The resulting moment of silence was electrically charged.
“Hypnosis and drugs?” she echoed, outraged. A vague memory stirred, making her head hurt—not the debilitating pain she experienced when memories of him before the hospital tried to surface, but still significant twinges—yet she persevered. The heat of his lips on hers—wince—flashlights bobbing toward them through the woods—wince—utter terror, followed by a strange, almost zombie-like calm. She spluttered with indignation as the picture came into focus for her. “The sheriff’s deputies—in the woods—after you kissed me. They weren’t there about the alarm. They weren’t frigging deputies. They were your people. And they were there to mess with my head!”
He grimaced. Seething, she interpreted that to mean he was guilty as charged.
“I think the word they used was ‘reprogram,’ ” he said, too calmly. “Certain memories were leaking through that were making things difficult for you. You were starting to freak out, remember? You weren’t any good to us like that, and you were a danger to yourself. Once they got you calm and comfortable again, you were okay to be with Barnes.”
“To . . . be . . . with . . . Barnes.” She spaced the words out dangerously. “That’s
what this is all about, isn’t it? You used me to get to Ed.”
“You agreed to do it,” he said, his voice even. He shot her a look. “Anyway, there’s no point in getting all bent out of shape now. It’s over. You’re out of it.”
That was so disingenuous that she felt her blood pressure rise.
“I want my memories back,” she said through her teeth. They were at the bottom of the ramp now, and she got a vague impression of an intersection with gas stations and convenience stores.
“You’ll get them back,” he promised, merging right. “It’s completely reversible. The investigation should be wrapped up within the next twelve hours or so, and then we’ll fix it.”
The look she sent him scorched the air.
“You mean fix me, right?” Another thought occurred, and her breath caught. “Ed was right, wasn’t he?

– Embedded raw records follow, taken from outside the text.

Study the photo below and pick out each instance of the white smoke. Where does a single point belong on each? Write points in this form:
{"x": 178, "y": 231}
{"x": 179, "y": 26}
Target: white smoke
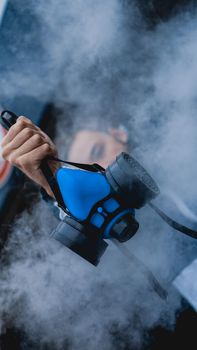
{"x": 111, "y": 66}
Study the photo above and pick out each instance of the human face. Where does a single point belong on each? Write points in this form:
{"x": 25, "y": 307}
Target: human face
{"x": 97, "y": 147}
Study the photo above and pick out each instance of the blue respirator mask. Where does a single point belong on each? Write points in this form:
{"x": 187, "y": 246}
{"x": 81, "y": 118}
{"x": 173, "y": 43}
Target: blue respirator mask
{"x": 99, "y": 204}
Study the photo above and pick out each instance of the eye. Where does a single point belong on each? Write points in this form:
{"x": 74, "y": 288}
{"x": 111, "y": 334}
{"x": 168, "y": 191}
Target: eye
{"x": 97, "y": 151}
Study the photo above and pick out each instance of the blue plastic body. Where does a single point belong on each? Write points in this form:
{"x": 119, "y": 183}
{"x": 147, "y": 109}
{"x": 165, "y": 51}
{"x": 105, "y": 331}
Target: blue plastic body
{"x": 81, "y": 190}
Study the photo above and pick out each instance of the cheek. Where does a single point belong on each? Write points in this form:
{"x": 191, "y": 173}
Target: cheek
{"x": 112, "y": 150}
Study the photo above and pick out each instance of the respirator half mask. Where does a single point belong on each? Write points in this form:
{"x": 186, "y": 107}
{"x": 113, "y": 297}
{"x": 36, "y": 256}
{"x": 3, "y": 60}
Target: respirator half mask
{"x": 99, "y": 204}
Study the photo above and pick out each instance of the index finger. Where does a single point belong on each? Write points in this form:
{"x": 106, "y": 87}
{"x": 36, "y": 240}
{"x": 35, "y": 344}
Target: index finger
{"x": 21, "y": 123}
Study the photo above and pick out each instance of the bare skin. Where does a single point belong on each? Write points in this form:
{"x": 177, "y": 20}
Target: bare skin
{"x": 25, "y": 146}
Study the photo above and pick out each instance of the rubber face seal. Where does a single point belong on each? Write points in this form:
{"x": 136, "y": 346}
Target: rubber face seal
{"x": 130, "y": 180}
{"x": 70, "y": 233}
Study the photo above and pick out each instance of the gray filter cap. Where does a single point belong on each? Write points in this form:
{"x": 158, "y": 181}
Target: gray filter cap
{"x": 127, "y": 177}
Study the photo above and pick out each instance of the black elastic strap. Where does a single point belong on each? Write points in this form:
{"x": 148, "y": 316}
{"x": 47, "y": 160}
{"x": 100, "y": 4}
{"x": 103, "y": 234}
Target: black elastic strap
{"x": 90, "y": 167}
{"x": 181, "y": 228}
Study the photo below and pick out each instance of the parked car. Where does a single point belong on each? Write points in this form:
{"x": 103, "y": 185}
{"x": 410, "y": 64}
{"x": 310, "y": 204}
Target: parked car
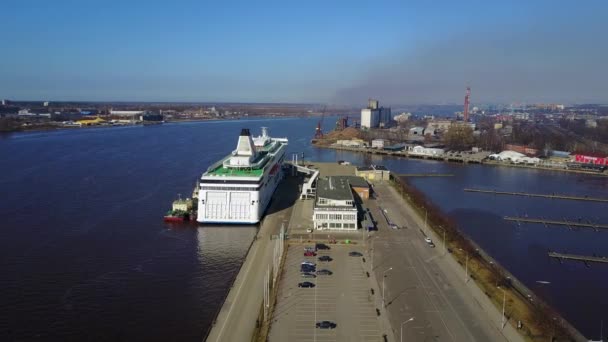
{"x": 306, "y": 284}
{"x": 326, "y": 325}
{"x": 322, "y": 246}
{"x": 306, "y": 268}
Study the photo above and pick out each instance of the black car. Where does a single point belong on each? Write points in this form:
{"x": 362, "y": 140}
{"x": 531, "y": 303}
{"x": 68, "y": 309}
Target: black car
{"x": 308, "y": 269}
{"x": 326, "y": 325}
{"x": 306, "y": 284}
{"x": 321, "y": 246}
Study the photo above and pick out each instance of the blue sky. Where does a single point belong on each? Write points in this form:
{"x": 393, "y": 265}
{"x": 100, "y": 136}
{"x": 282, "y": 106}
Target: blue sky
{"x": 304, "y": 51}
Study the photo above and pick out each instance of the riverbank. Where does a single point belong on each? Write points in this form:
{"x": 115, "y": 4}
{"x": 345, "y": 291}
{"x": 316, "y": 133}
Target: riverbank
{"x": 539, "y": 320}
{"x": 455, "y": 159}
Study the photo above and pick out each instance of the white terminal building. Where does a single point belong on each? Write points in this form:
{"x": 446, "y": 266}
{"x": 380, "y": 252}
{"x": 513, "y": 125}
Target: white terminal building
{"x": 335, "y": 207}
{"x": 375, "y": 116}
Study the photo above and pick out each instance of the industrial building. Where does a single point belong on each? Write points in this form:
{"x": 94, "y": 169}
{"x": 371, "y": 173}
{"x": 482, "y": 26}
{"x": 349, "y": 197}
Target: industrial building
{"x": 378, "y": 143}
{"x": 373, "y": 172}
{"x": 375, "y": 116}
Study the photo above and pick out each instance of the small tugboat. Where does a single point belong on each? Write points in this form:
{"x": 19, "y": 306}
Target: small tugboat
{"x": 180, "y": 210}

I was an FBI plant. I just didn’t know it.”
“Something like that.” His lips quirked, just barely but enough so that she could see the beginnings of a smile and react badly. “See why not knowing what you were up to was safer?”
“You’re not laughing,” she said, with a warning note.
“No.” His tone, and his face, went suddenly totally serious. “I’m not laughing. Too many people have died, or been hurt, because of this. It’s time it was over.”
“What’s it? What are you investigating?” She sensed him hesitating. “Damn it, I’m part of this. I have a right to know.”
“Yeah,” he said. “I guess you do. Barnes has been blackmailing people. With all the surveillance the Agency conducts, he has dirt on just about everybody in Washington. And he’s using it, too, to manipulate people into giving him what he wants.”